Methods: A cross-sectional survey designed to reach the full population of independently owned firearm retailers in Washington State was conducted in late 2016. Survey items assessed business characteristics, beliefs and perceptions about suicide and its prevention, and willingness to engage in suicide prevention with customers. Assuming conservative standards, the completion rate was 22.4% (n=178). Descriptive analyses characterize the sample, and a series of logistic regressions identify the factors affecting retailers’ self-reported willingness to engage in four prevention behaviors.
Results: One quarter of surveyed firearm retailers train employees about the potential for customer suicides and only 5% had written guidelines on the subject. Six percent of retailers believed some of their customers may be at risk for suicide, and almost all (98%) underestimated the high proportion of firearm deaths attributable to suicide. Four retailers – 5% of those with a physical storefront – reported that a customer had either attempted or completed suicide in their store. The majority of respondents endorsed a willingness to learn about and engage in suicide prevention activities. Belief in the preventability of suicide and degree of perceived responsibility to intervene were found to be positively associated with a willingness to engage in each of the four prevention behaviors (p’s < .05). Self-assessed familiarity with warning signs of suicide was positively associated with a willingness to disseminate prevention information and to intervene with a customer if concerned about suicidality. Retail establishments who earn the majority of their profits from the sale of firearms were more likely to endorse a willingness to learn about suicide prevention and to intervene if concerned about a customer. Number of employees was negatively associated with willingness to disseminate prevention information with firearm purchases.
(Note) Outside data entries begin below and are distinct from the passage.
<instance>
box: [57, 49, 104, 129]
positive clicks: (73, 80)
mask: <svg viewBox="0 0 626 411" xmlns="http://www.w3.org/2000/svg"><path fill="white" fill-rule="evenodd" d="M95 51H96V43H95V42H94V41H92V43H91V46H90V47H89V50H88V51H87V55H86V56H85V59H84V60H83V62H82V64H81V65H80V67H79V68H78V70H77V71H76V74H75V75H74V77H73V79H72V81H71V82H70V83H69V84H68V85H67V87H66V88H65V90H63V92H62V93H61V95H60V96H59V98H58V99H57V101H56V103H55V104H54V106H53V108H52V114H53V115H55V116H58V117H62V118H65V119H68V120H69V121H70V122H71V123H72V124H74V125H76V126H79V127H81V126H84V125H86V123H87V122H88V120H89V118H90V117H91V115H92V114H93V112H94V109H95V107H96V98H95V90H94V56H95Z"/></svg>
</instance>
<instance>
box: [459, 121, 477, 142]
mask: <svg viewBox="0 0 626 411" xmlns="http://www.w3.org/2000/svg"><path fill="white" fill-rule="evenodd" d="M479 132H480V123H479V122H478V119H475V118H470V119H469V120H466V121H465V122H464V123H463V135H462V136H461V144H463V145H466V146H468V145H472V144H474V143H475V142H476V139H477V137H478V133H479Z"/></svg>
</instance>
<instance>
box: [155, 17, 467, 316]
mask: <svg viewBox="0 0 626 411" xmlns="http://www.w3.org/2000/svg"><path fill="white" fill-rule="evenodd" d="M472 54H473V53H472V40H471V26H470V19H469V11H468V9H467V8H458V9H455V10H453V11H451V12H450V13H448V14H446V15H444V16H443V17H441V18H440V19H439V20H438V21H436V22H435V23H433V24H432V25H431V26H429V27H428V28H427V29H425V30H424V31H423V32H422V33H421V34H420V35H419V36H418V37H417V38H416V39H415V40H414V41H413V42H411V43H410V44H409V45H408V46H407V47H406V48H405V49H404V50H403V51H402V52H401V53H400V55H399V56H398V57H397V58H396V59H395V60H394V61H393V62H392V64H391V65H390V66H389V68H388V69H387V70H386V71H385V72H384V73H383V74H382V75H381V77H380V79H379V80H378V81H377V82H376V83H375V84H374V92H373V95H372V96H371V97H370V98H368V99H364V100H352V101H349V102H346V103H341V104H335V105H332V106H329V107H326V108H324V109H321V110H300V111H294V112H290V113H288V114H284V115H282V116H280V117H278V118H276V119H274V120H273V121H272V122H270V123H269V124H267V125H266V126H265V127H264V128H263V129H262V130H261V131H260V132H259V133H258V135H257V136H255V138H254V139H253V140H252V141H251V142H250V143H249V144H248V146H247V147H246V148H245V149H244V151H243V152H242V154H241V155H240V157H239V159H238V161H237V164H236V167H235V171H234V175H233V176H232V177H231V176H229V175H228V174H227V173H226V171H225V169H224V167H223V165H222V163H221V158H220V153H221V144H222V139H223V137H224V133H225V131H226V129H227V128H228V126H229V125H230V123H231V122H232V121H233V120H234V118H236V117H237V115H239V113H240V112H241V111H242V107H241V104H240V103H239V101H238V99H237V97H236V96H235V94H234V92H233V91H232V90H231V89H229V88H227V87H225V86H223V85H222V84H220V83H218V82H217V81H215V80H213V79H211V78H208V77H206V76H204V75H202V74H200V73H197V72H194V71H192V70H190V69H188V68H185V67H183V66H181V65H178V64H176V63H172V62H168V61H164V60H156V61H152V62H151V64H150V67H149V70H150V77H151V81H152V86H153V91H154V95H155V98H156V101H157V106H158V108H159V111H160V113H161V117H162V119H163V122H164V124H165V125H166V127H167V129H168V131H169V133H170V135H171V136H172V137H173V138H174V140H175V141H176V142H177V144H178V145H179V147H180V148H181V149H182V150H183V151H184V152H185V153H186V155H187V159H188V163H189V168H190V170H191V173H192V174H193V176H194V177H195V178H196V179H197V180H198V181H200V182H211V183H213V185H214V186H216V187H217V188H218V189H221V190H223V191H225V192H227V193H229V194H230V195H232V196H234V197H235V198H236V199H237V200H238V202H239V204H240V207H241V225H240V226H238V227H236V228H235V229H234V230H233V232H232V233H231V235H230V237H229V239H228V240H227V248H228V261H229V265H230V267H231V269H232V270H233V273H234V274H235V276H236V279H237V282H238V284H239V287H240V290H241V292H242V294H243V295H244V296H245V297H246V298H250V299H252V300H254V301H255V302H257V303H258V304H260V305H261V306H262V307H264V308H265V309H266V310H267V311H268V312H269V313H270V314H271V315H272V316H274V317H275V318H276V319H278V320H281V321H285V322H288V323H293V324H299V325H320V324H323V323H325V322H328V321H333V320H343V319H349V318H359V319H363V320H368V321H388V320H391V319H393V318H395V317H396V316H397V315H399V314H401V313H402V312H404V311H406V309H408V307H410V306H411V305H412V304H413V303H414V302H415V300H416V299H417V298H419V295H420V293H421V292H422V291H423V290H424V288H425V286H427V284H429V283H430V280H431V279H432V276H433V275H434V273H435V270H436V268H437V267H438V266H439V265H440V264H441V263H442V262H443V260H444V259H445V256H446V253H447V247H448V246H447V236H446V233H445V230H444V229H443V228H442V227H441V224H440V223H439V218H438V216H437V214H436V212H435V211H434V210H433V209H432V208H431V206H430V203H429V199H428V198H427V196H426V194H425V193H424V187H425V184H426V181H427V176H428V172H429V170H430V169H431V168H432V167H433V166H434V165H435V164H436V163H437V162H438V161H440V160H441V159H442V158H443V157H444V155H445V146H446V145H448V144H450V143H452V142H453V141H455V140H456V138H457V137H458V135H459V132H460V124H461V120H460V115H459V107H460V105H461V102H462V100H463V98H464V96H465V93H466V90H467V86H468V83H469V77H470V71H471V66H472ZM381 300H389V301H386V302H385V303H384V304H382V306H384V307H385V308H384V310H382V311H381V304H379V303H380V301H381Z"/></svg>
Finally, stigma against discussing mental health was not found to be a significant predictor of any willingness outcome.
Implications: These results show that firearm retailers in Washington State are largely willing to help prevent customer suicides, while pointing toward potential pathways for increasing willingness among those who are not. For example, educating retailers about the high prevalence of suicide among all firearm deaths may highlight the importance of their role in prevention and the relative risk among their customers. Education on warning signs may increase retailers’ willingness to identify and intervene with customers who may be at risk for suicide. Interventions that increase belief in the preventability of suicide and personal responsibility for prevention are needed to engage firearm retailers in suicide prevention.